Even though she’d only seen Noel an hour ago, she pulled out her phone and called him. He answered right away. “I’m at the cemetery,” she said. Then she paused, figuring Noel would know why.
“It’ll be okay,” Noel said. “It’ll make you feel better, I promise.”
Aria picked up the crinkly wrapping around the bouquet of flowers she’d picked up at the grocery store just minutes ago. She wasn’t sure what she was going to say to Ali here—or what answers she’d get. But at this point, she was willing to try anything to feel better. She swallowed hard, pressing the phone to her ear. “Ali might have been reaching out to me about something, but I ignored her. This is all my fault.”
“It’s not,” Noel soothed. The other end crackled with static. “I think that about my brother sometimes, too . . . but you can’t. It’s nothing I could’ve prevented, and it’s nothing you could’ve stopped, either. And it wasn’t like you were Ali’s only friend.
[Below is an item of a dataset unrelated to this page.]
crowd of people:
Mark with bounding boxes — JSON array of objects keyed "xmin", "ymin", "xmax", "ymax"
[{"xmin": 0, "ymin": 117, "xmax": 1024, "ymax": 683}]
She could’ve reached out to Spencer or Hanna or her parents. But she didn’t.”
“I’ll talk to you later, okay?” Aria said, her voice thick with tears. Then she hung up, grabbed the flowers, opened the passenger door, and started up the walk. The grass was wet and squishy under her feet. Within minutes, she was climbing the hill and approaching Ali’s headstone. Someone had set up fresh flowers at the headstone’s base and taped a picture of Ali to the stone itself.
“Aria? “
She jumped. A shiver went down her back. Jason DiLaurentis was standing a few feet away under a big sycamore tree. She braced herself, ready for him to get angry, but he just stood there, his eyes darting back and forth. He wore a heavy black jacket with a thick, padded hood, black pants, and black gloves. For a wild second Aria wondered if he was going to rob a bank.
“H-hey,” she finally sputtered. “I just . . . wanted to talk to Ali. Is that okay?”
Jason shrugged. “Sure.” He began to walk down the hill, giving her space. “Wait,” Aria called. Jason stopped, leaned his hand against a tree, and peered at her.
Aria considered her words. One short week ago, when they were dating, Jason had encouraged her to discuss Ali with him—he said everyone else seemed too uncomfortable to even utter her name in his presence. She brushed her hands on her jeans. “We’ve found out a lot about Ali that we didn’t know,” she finally said. “A lot that’s really painful. I’m sure it’s been hard on you, too.”
Jason kicked his toe into a loose clump of soil. “Yeah.”
“And sometimes you just don’t know what’s going on inside of people,” Aria added, thinking about how Ali had happily pirouetted across the lawn the evening seventh grade ended, seemingly overjoyed to see her best friends. “People always seem so perfect on the surface,” she added. “But . . . it’s not always the case. Everyone hides things.”
Jason’s toe kicked up more dirt.
“But it’s not your fault,” Aria went on. “It’s not any of our faults.”
And all of a sudden, she really believed that. If Ali really had committed suicide, and if she’d known she was going to do it ahead of time, Aria still might not have been able to do anything to stop her. It broke her heart that she hadn’t sensed it coming, and it sucked that she didn’t know why Ali had done it . . . but maybe she just had to accept it, grieve, and move on.